Después me di cuenta de que no había armario, ni heladera, ni plaza. Eso me dio sueño y quise acostarme en mi cama, pero tampoco estaba. Lo único que había era una hoja de papel con el cuento de Miguel, apoyada en una mesa de noche que no existía. La tomé y vi estas palabras que has estado leyendo hasta ahora: la ausencia de cosas permitió la presencia de las letras.

Comprendí que el universo se había extinguido. Seguramente no me crees, porque sientes que estás ahí, en alguna parte leyendo estas palabras.

Sin embargo, lo que sientes es porque yo lo escribí y porque alguien lo está leyendo. Ha sido arduo, pero he tenido que escribir todo lo que ha sucedido desde los orígenes hasta ahora y he tenido que describirlo con mucha exactitud en los detalles. Eso ha reconstruido el mundo y es por eso por lo que tú no lo has notado. Lo malo es que me he basado en mis creencias y, tal vez, muchas de ellas son erróneas.

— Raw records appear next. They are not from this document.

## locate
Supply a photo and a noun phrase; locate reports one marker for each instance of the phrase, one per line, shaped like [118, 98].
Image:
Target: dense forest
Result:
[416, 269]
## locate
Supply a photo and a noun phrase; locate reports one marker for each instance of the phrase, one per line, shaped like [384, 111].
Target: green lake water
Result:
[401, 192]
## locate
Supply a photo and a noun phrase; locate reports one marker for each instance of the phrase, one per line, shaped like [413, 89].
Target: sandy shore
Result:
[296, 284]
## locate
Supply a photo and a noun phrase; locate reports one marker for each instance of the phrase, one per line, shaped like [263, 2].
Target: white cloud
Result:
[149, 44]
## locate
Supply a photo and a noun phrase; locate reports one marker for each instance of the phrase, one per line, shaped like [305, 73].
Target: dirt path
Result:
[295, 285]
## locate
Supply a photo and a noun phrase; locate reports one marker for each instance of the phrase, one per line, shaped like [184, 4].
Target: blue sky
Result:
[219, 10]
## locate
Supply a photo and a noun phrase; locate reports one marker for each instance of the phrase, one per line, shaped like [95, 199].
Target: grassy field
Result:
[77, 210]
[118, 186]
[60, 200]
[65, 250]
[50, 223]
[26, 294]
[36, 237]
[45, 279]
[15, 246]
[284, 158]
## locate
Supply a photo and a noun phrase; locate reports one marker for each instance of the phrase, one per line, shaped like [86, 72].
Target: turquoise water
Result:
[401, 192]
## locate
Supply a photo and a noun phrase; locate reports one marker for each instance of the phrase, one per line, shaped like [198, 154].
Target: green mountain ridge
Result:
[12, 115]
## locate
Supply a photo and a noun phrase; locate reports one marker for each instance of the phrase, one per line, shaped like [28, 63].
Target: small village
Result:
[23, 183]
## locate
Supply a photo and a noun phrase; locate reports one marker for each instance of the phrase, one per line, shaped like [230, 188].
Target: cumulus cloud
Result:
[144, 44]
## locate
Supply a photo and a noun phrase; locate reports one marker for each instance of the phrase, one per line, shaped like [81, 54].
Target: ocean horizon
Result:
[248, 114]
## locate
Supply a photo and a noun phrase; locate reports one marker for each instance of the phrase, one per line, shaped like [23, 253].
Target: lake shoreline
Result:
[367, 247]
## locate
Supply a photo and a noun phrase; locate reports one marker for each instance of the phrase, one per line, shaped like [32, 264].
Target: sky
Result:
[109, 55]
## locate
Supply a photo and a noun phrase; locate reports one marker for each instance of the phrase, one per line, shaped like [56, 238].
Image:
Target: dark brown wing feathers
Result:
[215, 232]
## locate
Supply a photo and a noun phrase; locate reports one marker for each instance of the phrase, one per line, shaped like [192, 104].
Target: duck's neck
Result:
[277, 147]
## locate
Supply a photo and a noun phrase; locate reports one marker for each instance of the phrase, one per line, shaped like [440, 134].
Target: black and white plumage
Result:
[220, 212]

Siempre creí que estudiar historia no servía para nada. Ahora lo lamento, pero ya es tarde. No recuerdo el color de ojos de Josefina y quizás Napoleón no se enamore de ella. ¿La historia de Europa podrá ser la misma sin este amor?

Tampoco recuerdo el matiz del cabello de María Antonieta cuando la llevaron a la guillotina, ni tengo claro cuál fue el último alimento que ingirió Isabel primera de Castilla antes de decidirse a enviar a Colón. Solo tengo un nítido recuerdo de criados, artesanos y obreros: no olvido la mirada de la muchacha que cocinó para la Católica. ¿Esto resultará en un universo más plebeyo?

En realidad, eso no es lo importante. Es irónico que la crisis se haya resuelto de esta manera: si no hay sociedad que la padezca, no hay crisis. Pero tampoco hay quienes se afecten por ello, Nada tiene trascendencia, porque no hay donde trascender, ni quien pueda desearlo. Me preocupa lo que ocurrirá cuando ya no me queden fuerzas para escribir. ¿Podrá mantenerse por sí mismo este mundo que mis frases han creado?

Ahora me doy cuenta de que no.

He soñado a un lector que sonríe cuando está leyendo este texto. Seguramente está seguro, como Descartes, de que existe porque piensa que soy un “genio maligno” que trata de engañarlo. Lo que él no sabe es que he mirado entre dos números reales cualesquiera y he visto los huecos: no hay infinitos, como dicen los matemáticos.

Esa es la señal: el lector tiene que saber que ni el narrador, ni Miguel, ni ninguna cosa que ha imaginado por efecto del lenguaje, existen. También tiene que darse cuenta de que hay otro autor de cuentos de otro nivel que está escribiendo que alguien teclea en una máquina para que luego él crea leer lo que la falsa tinta le quiere hacer ver.

El problema no es que sea falsa sino que quiera, que tenga un propósito.. Pero nadie puede creer que un poco de tinta tenga voluntad y, sin voluntad, no hay universo. Es lo que establece la teoría del big bang y la ciencia desde Newton en adelante. No hay voluntad, ni conciencia: no hay mundo.